PFLEGER: Advances like treatment, which helped turn HIV from a fatal infection into a manageable chronic condition. The Centers for Disease Control and Prevention back that up. If a person takes medication to make their HIV undetectable, they pose little risk of passing the virus to a partner. The American Medical Association takes it a step further, calling for the total repeal of HIV criminalization laws. That sparked action for reforms in states like Washington, Missouri, Georgia, Indiana, Tennessee and Florida. Jada Hicks is with the New York-based Center for HIV Law and Policy. She says it's long overdue.

JADA HICKS: The data doesn't support that any of these laws that criminalize HIV actually decrease transmission rates.

PFLEGER: And in some places, it's worked. California, Iowa and Michigan recently reformed their laws. Ohio's statute has been challenged multiple times since it was introduced. In a 2017 Supreme Court of Ohio case, lawyer Samuel Peterson, with the solicitor general's office, defended the law on behalf of the state.

(SOUNDBITE OF ARCHIVED RECORDING)

SAMUEL PETERSON: When you have sexual conduct, there are two parties to that conduct. And the other person has a right to know and has a right to be party to the decision to engage in the sexual conduct.

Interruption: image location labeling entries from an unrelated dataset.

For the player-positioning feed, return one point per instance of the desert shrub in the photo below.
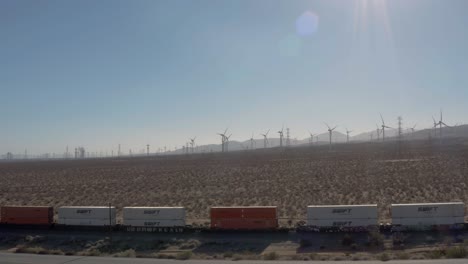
(384, 257)
(31, 250)
(271, 256)
(375, 239)
(93, 252)
(297, 257)
(448, 241)
(347, 240)
(129, 253)
(339, 258)
(305, 243)
(402, 255)
(435, 254)
(236, 257)
(184, 255)
(456, 252)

PFLEGER: Kackloudis says she understands that argument, but that's only one part of the legal puzzle.

KACKLOUDIS: We would never want someone who intentionally transmits HIV to not be able to be prosecuted under the statute. We think that's not right.

PFLEGER: But she says, as it's written, the law puts the burden on people like Michael Holder to prove that they disclosed. She fears these laws, which intended to stop the spread of HIV, may actually be doing just the opposite, disincentivizing people to know their status in the first place.

HOLDER: If they didn't have the law, more people would come in and get tested, you know, because they wouldn't have to risk having done to them what was done to me.

PFLEGER: According to the CDC, 1 in 7 people with HIV don't even know they have the virus.

For NPR News, I'm Paige Pfleger in Columbus.